The aforementioned prisoners of war, Chaplain Boudrye of the 5th New York Cavalry and 1st Lt. Fortesque of the U.S. Signal Corps, described the hat as gray or black.
George M. Neese of Chew’s Battery, Stuart’s Horse Artillery, in his 1911 book Three Years in the Confederate Horse Artillery, notes that the general wore “a long black ostrich feather plume that waved gracefully from a black slouch hat cocked up on one side, and was held with a golden clasp which also stayed the plume” at the Brandy Station review.
Another attendee at the Brandy Station review, an unnamed woman interviewed by journalist Myrta Lockett Avary in her 1903 book, A Virginia Girl in the Civil War, 1861-1865, does not mention the color, only the style: “His hat, a soft, broad-brimmed flat, was caught up at the side with a gold star and carried a sweeping plume.”

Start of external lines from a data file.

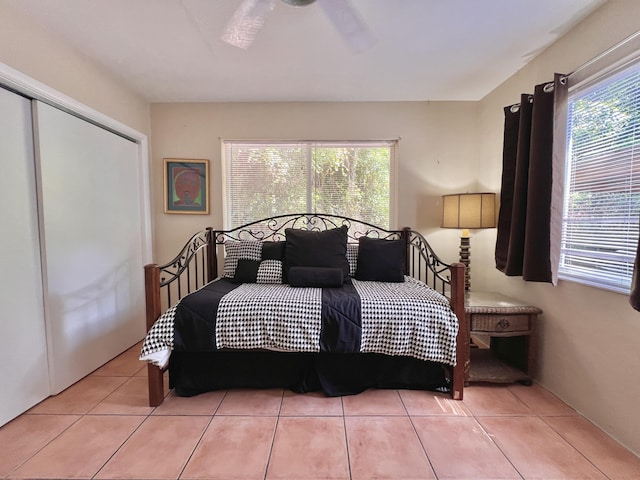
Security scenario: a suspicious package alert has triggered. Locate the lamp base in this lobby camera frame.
[460,236,471,291]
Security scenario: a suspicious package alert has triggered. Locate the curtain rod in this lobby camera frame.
[567,30,640,77]
[507,30,640,113]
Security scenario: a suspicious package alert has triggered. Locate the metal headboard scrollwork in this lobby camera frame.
[146,213,451,322]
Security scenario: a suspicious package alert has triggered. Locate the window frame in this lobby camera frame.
[558,58,640,294]
[221,139,399,229]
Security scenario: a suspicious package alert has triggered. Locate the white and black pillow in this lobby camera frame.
[256,259,282,283]
[222,240,262,278]
[347,243,359,277]
[223,240,284,283]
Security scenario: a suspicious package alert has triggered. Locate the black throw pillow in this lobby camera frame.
[356,237,404,282]
[283,225,349,281]
[233,258,260,283]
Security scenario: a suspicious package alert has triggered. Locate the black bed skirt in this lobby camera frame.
[169,351,449,397]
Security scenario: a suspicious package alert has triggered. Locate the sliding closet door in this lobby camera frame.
[34,102,144,393]
[0,87,49,425]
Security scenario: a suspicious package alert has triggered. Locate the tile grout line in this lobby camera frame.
[340,396,353,480]
[396,390,438,480]
[174,391,228,479]
[264,388,284,480]
[538,415,611,480]
[462,389,533,480]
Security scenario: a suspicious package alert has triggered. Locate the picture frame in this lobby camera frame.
[164,158,209,215]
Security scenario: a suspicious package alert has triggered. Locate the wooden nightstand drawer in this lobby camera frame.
[471,314,531,333]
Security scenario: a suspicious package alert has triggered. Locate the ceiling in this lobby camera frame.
[3,0,606,103]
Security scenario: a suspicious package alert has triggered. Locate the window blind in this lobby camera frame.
[559,63,640,293]
[224,141,396,228]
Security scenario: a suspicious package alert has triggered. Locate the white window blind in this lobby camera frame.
[224,141,396,228]
[559,63,640,293]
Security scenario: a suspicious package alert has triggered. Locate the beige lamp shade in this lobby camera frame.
[442,193,496,229]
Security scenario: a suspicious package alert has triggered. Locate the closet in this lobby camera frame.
[0,84,148,425]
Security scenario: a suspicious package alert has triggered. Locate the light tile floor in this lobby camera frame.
[0,345,640,480]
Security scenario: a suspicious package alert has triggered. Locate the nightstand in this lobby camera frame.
[464,292,542,385]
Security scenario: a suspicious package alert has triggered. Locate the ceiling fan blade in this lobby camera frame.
[221,0,276,50]
[318,0,376,53]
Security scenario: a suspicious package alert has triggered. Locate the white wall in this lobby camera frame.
[472,0,640,454]
[151,102,478,262]
[0,2,149,135]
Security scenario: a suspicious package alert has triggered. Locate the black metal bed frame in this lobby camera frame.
[145,213,469,406]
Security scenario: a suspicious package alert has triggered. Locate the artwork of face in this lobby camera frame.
[174,168,200,206]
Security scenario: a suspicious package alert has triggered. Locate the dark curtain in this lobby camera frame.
[495,74,567,282]
[629,219,640,311]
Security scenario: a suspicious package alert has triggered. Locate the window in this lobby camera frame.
[224,141,396,228]
[559,63,640,293]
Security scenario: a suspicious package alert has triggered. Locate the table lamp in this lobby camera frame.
[441,193,496,291]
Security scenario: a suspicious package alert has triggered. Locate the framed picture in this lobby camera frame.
[164,158,209,215]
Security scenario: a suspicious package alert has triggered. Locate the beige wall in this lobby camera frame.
[0,0,640,454]
[473,0,640,454]
[0,2,149,135]
[151,102,478,261]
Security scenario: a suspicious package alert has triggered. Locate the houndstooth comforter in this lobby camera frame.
[141,276,458,365]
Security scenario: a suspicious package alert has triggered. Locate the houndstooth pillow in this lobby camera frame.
[222,240,262,278]
[256,260,282,283]
[347,243,359,277]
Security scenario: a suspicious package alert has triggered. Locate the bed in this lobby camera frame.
[140,213,469,406]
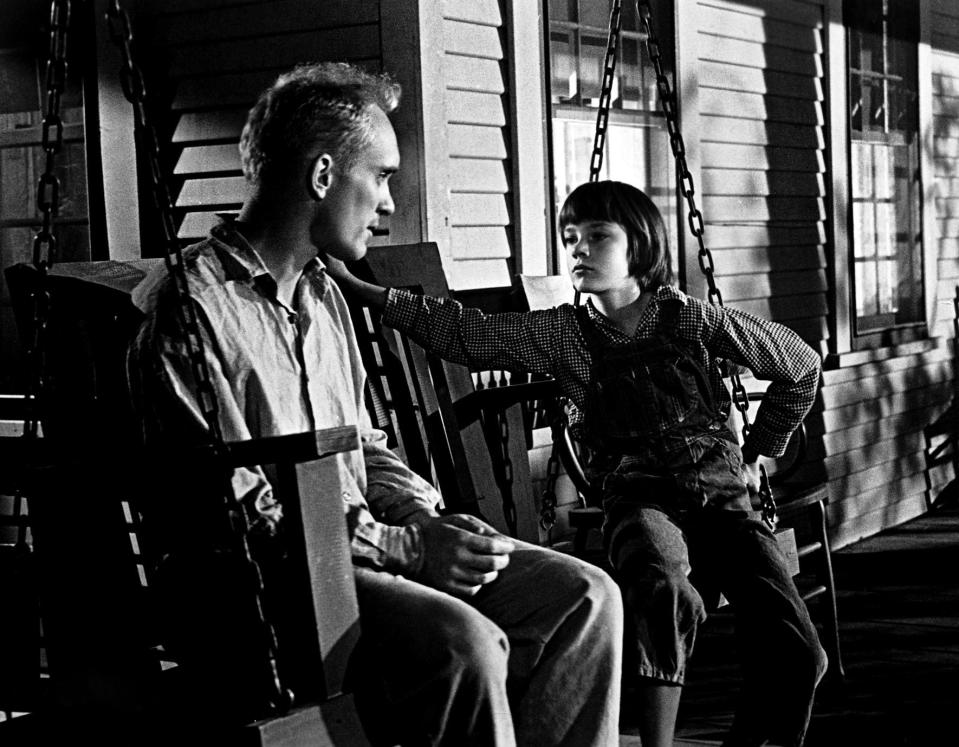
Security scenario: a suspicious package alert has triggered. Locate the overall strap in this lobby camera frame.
[573,304,609,360]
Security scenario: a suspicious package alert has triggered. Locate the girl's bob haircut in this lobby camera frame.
[558,181,673,291]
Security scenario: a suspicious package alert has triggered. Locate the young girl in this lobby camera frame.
[330,181,826,747]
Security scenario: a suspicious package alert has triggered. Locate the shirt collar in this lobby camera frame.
[210,220,330,299]
[586,285,689,337]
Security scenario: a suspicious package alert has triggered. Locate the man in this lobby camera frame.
[131,64,622,746]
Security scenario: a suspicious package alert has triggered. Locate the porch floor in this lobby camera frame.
[621,501,959,747]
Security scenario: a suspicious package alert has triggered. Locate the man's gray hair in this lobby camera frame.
[240,62,401,182]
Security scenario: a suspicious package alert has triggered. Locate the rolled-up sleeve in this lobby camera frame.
[383,288,558,374]
[705,305,822,457]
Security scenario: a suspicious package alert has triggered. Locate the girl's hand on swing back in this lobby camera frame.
[743,459,760,508]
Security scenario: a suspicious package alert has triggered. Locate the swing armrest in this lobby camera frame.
[748,392,808,488]
[453,379,559,427]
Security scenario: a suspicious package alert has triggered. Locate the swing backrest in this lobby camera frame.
[6,260,359,743]
[347,242,552,542]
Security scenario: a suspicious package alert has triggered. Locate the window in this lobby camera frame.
[0,0,90,392]
[844,0,924,347]
[549,0,677,272]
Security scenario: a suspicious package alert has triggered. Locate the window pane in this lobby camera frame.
[579,0,612,29]
[856,262,877,317]
[548,0,676,274]
[844,0,925,339]
[852,202,876,259]
[877,260,899,314]
[579,34,606,106]
[850,143,873,198]
[549,30,579,104]
[870,145,907,200]
[549,0,576,21]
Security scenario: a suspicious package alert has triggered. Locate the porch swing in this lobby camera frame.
[519,0,845,686]
[0,0,364,745]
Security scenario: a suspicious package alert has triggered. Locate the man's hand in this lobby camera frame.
[417,514,516,597]
[320,254,386,309]
[743,460,762,509]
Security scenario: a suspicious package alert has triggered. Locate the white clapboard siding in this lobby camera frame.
[142,0,381,240]
[442,0,514,290]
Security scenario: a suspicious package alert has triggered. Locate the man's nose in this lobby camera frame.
[376,190,396,215]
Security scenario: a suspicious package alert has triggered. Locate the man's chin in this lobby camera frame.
[326,243,367,262]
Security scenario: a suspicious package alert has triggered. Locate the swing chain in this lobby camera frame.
[636,0,777,528]
[589,0,623,182]
[539,427,562,544]
[489,371,517,537]
[106,0,293,712]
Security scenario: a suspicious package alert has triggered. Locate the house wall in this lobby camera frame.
[680,0,959,547]
[99,0,959,547]
[124,0,545,290]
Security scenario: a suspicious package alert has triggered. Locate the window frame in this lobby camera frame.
[540,0,684,285]
[826,0,938,366]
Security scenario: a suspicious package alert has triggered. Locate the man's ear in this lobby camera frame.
[309,153,333,202]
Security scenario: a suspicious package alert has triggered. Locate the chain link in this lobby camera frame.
[106,0,293,712]
[23,0,71,439]
[488,371,518,537]
[539,427,562,544]
[589,0,623,182]
[636,0,777,527]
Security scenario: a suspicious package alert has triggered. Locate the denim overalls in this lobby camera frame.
[577,302,826,745]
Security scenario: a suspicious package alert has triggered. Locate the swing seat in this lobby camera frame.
[0,260,366,745]
[347,242,557,543]
[519,275,845,685]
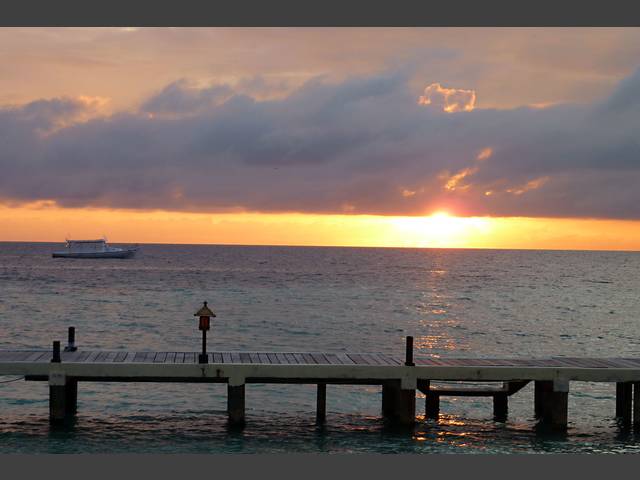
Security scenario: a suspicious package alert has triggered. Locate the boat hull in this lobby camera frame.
[51,248,138,258]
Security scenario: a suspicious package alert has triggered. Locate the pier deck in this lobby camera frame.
[0,350,640,428]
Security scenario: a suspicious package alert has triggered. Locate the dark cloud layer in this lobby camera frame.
[0,68,640,219]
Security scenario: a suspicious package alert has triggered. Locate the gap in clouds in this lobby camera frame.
[0,68,640,219]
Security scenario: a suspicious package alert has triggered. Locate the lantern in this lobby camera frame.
[194,302,216,363]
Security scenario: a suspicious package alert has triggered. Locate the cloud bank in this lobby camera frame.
[0,66,640,219]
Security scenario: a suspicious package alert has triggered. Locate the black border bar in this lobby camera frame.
[0,0,640,27]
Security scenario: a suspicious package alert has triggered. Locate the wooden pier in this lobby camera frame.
[0,337,640,429]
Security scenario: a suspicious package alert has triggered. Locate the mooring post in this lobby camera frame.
[493,393,509,422]
[49,372,69,424]
[633,382,640,427]
[51,340,62,363]
[616,382,633,425]
[64,327,78,352]
[227,382,244,426]
[316,383,327,424]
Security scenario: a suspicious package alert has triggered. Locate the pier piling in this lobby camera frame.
[633,382,640,428]
[227,383,245,426]
[424,393,440,420]
[382,380,416,425]
[616,382,633,425]
[51,340,62,363]
[535,380,569,430]
[316,383,327,425]
[493,393,509,422]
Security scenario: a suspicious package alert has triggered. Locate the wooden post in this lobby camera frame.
[404,337,416,367]
[49,372,69,424]
[51,340,62,363]
[382,380,416,425]
[536,380,569,430]
[227,383,244,426]
[316,383,327,424]
[533,380,553,418]
[382,382,397,420]
[616,382,633,425]
[65,378,78,416]
[493,393,509,422]
[633,382,640,427]
[424,392,440,420]
[64,327,78,352]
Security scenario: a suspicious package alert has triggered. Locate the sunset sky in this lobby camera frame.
[0,28,640,250]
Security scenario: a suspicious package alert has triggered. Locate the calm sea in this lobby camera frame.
[0,243,640,453]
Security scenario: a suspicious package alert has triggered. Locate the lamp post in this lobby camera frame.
[194,302,216,363]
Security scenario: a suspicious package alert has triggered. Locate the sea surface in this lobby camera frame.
[0,243,640,453]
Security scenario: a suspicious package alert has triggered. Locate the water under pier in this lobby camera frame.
[0,337,640,430]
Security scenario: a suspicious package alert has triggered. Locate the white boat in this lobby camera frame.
[51,239,138,258]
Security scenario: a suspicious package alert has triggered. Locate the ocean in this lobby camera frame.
[0,243,640,453]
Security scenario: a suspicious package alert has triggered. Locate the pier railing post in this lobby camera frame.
[51,340,62,363]
[64,327,78,352]
[49,372,69,424]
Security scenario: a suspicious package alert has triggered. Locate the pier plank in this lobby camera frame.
[276,353,290,365]
[258,352,271,365]
[104,352,118,362]
[267,352,280,365]
[133,352,147,363]
[293,353,307,365]
[336,353,356,365]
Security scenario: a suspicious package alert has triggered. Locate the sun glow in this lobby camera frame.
[0,201,640,250]
[394,211,491,248]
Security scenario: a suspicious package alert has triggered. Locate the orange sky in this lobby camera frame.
[0,205,640,250]
[0,28,640,250]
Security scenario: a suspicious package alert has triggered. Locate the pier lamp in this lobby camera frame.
[193,302,216,363]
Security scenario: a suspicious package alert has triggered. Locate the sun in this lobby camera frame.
[394,210,491,248]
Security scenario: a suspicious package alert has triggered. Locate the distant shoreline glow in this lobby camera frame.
[0,205,640,250]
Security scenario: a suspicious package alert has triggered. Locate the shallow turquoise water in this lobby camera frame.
[0,243,640,453]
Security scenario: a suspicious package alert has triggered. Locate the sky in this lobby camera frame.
[0,28,640,250]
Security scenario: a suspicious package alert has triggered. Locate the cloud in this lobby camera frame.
[0,66,640,219]
[418,83,476,113]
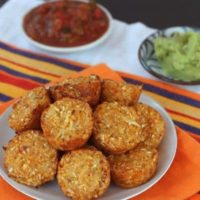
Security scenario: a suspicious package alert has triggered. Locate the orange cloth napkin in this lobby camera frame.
[0,65,200,200]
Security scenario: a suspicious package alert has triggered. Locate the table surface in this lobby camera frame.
[0,0,200,28]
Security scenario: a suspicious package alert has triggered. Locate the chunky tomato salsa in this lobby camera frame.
[23,0,109,47]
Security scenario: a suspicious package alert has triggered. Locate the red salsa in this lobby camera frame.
[23,0,109,47]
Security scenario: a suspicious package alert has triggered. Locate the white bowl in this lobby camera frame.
[0,94,177,200]
[21,0,112,53]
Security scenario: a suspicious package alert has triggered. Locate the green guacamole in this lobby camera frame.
[154,32,200,81]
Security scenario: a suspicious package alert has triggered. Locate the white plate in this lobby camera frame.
[21,0,112,53]
[0,94,177,200]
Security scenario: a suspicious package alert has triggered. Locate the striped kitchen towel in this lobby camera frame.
[0,42,200,138]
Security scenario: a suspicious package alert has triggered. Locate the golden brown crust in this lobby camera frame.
[93,102,146,154]
[101,80,142,106]
[135,103,166,148]
[57,148,110,200]
[50,75,101,106]
[108,145,158,188]
[8,87,51,132]
[41,98,93,151]
[4,130,58,187]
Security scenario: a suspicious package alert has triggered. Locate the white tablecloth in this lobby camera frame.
[0,0,200,93]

Trusted staffer Heros Von Borcke described Stuart’s hat in his 1893 book, The Great Cavalry Battle at Brandy Station June 9, 1863: “On the head with slightly curled brown hair, a wide-brimmed, light, gray felt hat, one cuff raised up and one of them with black Ostrich feathers cascading down.”
The general may be wearing one of the new uniforms that was ordered for him to wear in the Brandy Station review. Or perhaps it was another uniform he mentioned to Flora in a letter written on September 4, 1863.
Black crepe wrapped around his coat sleeve indicates Stuart is in mourning. His uncovered head and hat in hand adds to the impression that he is paying respect for a deceased person. Who that person was is a mystery. One explanation is that Stuart mourned Pelham and or Price, both of whom died in the spring. Though the 30-day period of mourning had passed, Stuart may have taken this opportunity to be photographed to remember his departed staffers. If so, this image is a memento of his sorrow and mourning.
Research continues into the origin story of this photograph.
Based on the evidence presented here, I believe photographer Elias M. Recher caught lightening in a bottle after JEB Stuart stood before the lens in his Hagerstown studio that July day in 1863, capturing on glass negative and albumen paper Stuart’s emotions and personae at a pivotal moment in his career and the Confederacy’s history.
Special thanks to Stephen Recker and Stephen R. Bockmiller.
References: Trout, The Story of Frank Smith Robertson of Jeb Stuart’s Staff; Von Borcke, Memoirs of the Confederate War for Independence, Vol. II; Williamson, Life of J.E.B. Stuart; Boudrye, Historic Records of the Fifth New York Cavalry; Brown, The Signal Corps in the War of the Rebellion; Nesbitt, Saber and Scapegoat: J.E.B. Stuart and the Gettysburg Convention; McClellan, The Life and Campaigns of Major-General J.E.B. Stuart; Von Borcke, Die Grosse Reiterschlacht Bei Brandy Station 9 Juni 1863 (The Great Cavalry Battle at Brandy Station June 9, 1863); Neese, Three Years in the Confederate Horse Artillery; Avary, A Virginia Girl in the Civil War, 1861-1865.
Phil McCoy is a collector of Confederate images who lives in Paris, Ky. His award-winning Civil War show displays include Brig. Gen. John Hunt Morgan’s men. “Men of War: Selected image groupings from the Phil McCoy Collection,” appeared in the Spring 2023 issue of MI.